Tax Essentials for Small Business

Date: April 02, 2014

With April 15 coming up fast, now is the time to focus on tax planning. Most small-business owners rely on an accountant or other experienced tax advisor to prepare returns.  But it pays to know the basics when it comes to deductions and record-keeping and document retention requirements.  Remember, while a professional’s service can relieve you of much of the paperwork, it does not release you from all responsibility.

Deduct, deduct, deduct

Make sure you don’t miss out on valuable business expense deductions.  The complexity of the tax code comes in part from the fact that Congress appreciates that business taxation offers more than just revenue.  The tax code can also stimulate the economy by encouraging businesses to invest and expand.   This is where business deductions come into play.
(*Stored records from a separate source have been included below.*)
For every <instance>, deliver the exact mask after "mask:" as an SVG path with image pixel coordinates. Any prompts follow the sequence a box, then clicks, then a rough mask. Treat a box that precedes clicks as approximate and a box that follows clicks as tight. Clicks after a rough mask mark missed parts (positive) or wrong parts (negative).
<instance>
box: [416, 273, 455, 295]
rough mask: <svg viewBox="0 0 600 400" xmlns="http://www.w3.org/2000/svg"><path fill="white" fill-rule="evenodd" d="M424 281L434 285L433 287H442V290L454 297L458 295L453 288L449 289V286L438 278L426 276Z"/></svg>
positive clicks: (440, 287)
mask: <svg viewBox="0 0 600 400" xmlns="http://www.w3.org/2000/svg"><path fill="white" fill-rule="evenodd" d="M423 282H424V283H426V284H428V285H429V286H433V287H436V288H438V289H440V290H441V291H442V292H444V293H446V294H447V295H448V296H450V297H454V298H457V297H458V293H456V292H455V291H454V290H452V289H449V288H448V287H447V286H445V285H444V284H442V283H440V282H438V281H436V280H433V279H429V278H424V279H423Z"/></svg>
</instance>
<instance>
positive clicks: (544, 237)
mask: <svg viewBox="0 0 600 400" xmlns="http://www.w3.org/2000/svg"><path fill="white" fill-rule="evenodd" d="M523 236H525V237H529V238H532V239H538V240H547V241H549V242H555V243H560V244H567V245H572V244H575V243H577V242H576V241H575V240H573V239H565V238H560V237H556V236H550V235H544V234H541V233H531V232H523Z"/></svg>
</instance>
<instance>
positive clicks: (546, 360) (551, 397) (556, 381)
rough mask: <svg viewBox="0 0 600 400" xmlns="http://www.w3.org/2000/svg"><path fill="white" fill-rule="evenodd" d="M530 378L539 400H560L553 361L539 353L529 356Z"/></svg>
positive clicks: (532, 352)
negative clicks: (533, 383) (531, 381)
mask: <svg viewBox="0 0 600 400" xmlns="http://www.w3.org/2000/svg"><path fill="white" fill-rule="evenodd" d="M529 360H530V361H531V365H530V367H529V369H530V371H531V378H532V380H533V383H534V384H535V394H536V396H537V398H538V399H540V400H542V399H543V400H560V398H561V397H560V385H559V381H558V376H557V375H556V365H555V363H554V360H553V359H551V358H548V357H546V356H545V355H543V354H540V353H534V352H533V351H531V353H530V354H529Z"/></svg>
There are a number of expenses that you might be entitled to deduct.  Make sure you take advantage of all that apply to your business.  Common deductions include salaries, taxes and licenses, legal, accounting and other professional expenses, interest on business debt, advertising, rent, utilities, business cards and stationary, charitable contributions, Internet and e-mail services, postage, and bank fees.  More complicated deductions include the following:

  1. Travel – All expenses incurred during business travel are deductible; deductible expenses will include costs related to transportation, baggage and shipping, lodging and meals, dry cleaning and laundry, business calls, rental fees, and tips.
  2. Entertainment – Most businesses are entitled to deduct a percentage of entertainment expenses.  Use a standard appointment calendar to log all deductible entertainment expenses.
  3. Meals – Meals can be deducted for travel or business-entertainment purposes.  Meal deductions are normally limited to 50 percent of the cost.
  4. Capital Assets – Business property that will last more than one year is a capital asset.  You can deduct capital assets by either depreciating or expensing the assets under Section 179 of the Internal Revenue Code.
  5. Health Insurance – Corporations can deduct health insurance as an ordinary and necessary business expense. 
  6. Automobile – Deductions can be calculated by using the IRS’s standard mileage rate or the actual operating expenses related to your business.
  7. Retirement Plans – To qualify as a participant in a tax-deductible retirement plan funded by your business, you must have earned income each tax year in which you wish to participate.

You should consult with your tax advisor to learn more about these and other deductions that your business might be eligible to claim.

Document, document, document

It pays, literally, to keep good records.  The IRS requires that your books show your gross income, as well as deductions and credits. Therefore, maintain a detailed and organized record of your business transactions and supporting documentation.